California permits evidence of a DUI chemical test result taken within hours of driving. "Extrapolation" is the "relate back" concept used to bring a test taken some time after driving into statutory or circumstantial relevance. Extrapolation is also used by California DUI defense attorneys to rebut the State of California's prima facie DUI case.

When a California DUI defense lawyer uses extrapolation to show a person's BAC is lower at the time of driving than it was at the time of test, that person should not be convicted of California's per se DUI statute.

Extrapolation of and from BACs or levels in the human body has been around since Erik M. P. Widmark developed his equations in the 1930's.

One key aspect of the Widmark equation has been calculating the correlation of a given BAC to a most likely number of drinks consumed. Another key aspect has been the calculation of a BAC to a given time from the BAC recorded at some after-occurring time.

There are at least (7) uncertain random variables which are involved in BAC estimates based on the Widmark Equation: (1) Weight, (2) rho factor (L/kg) [distribution of alcohol/body mass], (3) BAC at test time, (4) beta factor [=elimination rate], (5) time, (6) amount of alcohol per drink, and (7) amount of drinks consumed. While Widmark himself only considered the rho and beta factors to be uncertain, each of the factors is subject to variation.

The variability of each individual factor operates as a slight multiplier that affects its relationship to each other variable, and ultimately, the final result of the calculation.

Later research included co-variance terms, accounting e.g. for explaining that women with smaller rho values generally have higher beta values than men. The distribution variable has further been revised to reflect either total body water, or the traditional apparent volume of distribution in the body. Using breath testing in the U.S. assumes a partition ratio of 2100:1, which represents another variable term, should one need to compensate between the assumed value of 2100 and the more accurate 2300:1. (In the United Kingdom, the ratio is statutorily set at 1:2300.)

Other factors include the effects of food quantity and type, the limitations of the rho factor as a measure of true volume of distribution, first-pass metabolism or alcohol, gastric emptying, bioavailability or position on the alcohol time curve.

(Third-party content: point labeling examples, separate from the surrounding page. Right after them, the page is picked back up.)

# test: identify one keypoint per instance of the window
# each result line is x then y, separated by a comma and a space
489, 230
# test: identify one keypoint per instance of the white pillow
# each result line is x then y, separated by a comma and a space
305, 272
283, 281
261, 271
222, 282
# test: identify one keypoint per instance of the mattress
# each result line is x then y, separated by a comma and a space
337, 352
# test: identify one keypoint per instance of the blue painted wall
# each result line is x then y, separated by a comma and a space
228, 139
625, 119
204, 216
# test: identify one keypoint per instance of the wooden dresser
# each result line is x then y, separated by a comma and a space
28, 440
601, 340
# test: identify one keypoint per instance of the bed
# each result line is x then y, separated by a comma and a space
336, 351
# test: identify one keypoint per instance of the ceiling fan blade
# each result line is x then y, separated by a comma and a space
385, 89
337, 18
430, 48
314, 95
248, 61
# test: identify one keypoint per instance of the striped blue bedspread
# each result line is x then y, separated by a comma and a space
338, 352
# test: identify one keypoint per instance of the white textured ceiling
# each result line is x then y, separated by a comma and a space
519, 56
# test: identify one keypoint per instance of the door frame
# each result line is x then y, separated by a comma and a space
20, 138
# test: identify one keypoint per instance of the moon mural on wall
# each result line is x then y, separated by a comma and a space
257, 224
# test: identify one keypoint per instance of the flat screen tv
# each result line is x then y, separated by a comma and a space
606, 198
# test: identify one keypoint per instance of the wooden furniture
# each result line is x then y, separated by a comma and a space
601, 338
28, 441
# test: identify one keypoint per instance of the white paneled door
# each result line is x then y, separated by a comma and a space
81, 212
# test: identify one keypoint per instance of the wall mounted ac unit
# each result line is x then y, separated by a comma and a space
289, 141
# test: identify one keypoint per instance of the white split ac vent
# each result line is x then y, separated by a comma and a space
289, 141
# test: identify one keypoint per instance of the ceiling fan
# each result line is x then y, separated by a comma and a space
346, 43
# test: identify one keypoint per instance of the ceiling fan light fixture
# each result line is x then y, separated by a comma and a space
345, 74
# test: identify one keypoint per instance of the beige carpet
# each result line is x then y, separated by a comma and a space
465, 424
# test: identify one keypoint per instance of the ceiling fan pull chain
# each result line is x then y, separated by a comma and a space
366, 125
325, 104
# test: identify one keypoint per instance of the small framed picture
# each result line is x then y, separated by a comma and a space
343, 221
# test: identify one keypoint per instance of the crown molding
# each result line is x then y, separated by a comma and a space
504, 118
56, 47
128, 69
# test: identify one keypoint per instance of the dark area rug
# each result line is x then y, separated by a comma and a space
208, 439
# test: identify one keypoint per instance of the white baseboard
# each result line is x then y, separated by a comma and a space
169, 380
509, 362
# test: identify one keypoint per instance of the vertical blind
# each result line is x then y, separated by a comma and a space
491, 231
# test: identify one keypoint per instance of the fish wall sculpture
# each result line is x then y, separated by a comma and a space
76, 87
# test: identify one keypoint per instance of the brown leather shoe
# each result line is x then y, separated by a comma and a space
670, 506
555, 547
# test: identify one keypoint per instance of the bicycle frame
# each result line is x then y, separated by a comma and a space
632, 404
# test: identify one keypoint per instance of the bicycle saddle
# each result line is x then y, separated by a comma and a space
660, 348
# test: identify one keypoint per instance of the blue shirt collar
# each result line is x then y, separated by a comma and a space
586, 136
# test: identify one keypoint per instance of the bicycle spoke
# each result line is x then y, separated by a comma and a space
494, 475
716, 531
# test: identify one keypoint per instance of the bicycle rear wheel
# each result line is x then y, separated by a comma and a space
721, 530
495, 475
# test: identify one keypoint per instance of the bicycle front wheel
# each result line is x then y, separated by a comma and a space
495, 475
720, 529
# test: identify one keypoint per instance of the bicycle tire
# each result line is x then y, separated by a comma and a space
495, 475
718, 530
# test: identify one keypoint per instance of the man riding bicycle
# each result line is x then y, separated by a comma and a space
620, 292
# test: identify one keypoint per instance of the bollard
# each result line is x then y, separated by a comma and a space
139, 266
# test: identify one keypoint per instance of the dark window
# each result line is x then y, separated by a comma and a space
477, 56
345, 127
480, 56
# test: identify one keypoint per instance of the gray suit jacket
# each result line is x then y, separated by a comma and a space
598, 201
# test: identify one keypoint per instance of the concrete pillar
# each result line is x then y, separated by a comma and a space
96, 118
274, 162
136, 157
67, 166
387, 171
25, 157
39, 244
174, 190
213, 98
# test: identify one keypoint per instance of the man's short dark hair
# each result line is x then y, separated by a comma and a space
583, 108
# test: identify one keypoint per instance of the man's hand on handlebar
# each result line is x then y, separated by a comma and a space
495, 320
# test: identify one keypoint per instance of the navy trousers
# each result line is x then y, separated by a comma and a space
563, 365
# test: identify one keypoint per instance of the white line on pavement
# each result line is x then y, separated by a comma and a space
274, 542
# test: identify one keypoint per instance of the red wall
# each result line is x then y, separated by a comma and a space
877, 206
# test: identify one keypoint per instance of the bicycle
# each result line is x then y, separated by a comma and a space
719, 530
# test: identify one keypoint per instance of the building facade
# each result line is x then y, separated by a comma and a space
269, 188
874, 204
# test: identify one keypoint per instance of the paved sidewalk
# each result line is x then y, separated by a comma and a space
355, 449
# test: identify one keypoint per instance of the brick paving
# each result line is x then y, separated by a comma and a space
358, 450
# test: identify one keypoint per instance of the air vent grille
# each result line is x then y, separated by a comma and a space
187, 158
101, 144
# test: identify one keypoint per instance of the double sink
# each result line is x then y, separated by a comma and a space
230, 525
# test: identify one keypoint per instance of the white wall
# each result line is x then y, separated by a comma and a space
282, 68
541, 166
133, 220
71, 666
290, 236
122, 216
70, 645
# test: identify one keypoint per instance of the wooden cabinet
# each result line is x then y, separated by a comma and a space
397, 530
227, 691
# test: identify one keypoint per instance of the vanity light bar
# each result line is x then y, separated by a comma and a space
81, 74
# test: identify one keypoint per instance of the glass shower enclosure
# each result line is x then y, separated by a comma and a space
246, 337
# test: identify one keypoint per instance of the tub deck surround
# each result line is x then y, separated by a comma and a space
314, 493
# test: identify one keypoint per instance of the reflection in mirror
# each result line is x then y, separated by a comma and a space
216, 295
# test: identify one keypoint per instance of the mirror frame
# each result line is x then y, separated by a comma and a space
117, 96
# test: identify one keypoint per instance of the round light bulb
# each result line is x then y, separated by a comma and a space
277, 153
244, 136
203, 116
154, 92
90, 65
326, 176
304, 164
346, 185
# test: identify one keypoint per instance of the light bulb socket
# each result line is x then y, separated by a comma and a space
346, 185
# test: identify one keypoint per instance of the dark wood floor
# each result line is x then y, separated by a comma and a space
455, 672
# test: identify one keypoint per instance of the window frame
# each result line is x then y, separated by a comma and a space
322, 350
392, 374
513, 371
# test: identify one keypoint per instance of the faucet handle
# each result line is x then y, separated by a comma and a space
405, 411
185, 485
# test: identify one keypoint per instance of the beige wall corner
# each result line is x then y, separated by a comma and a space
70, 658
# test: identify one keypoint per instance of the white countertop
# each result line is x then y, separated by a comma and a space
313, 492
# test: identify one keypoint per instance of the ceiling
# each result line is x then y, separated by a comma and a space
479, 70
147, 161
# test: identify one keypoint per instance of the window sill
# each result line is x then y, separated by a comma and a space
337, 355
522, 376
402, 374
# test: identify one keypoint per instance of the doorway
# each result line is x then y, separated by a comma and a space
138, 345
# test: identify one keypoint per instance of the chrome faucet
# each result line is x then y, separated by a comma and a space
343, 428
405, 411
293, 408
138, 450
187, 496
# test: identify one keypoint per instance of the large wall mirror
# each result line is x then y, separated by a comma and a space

Widmark assumes dosing at once on an empty stomach, complete absorption, and at least an hour and a half between the end of drinking and sampling BAC.

California DUI prosecutors want jurors to guess what the true BAC was in a San Diego DUI case by projecting backwards, using average alcohol absorption and elimination rates, but it's only an inaccurate guess based on assumptions. "Retrograde extrapolation" is a fancy name for trying to guess backwards. The San Diego DUI prosecutor offers BAC test evidence guessing one's BAC...back to the time of driving. The San Diego California DUI attorney has a recipe to respond.

In San Diego California Drunk Driving trials, the Prosecution ultimately marches in their paid expert to "assume" what the San Diego DUI driver's BAC allegedly is. San Diego California DUI defense lawyer will show why it is not a good idea to "ASSUME" when trying to determine one's true BAC. Assuming through averages does not necessarily amount to proof of true BAC at time of driving beyond a reasonable doubt. Widmark's formula has limitations but can be used professionally and with scientific validity if utilized properly but it often is not.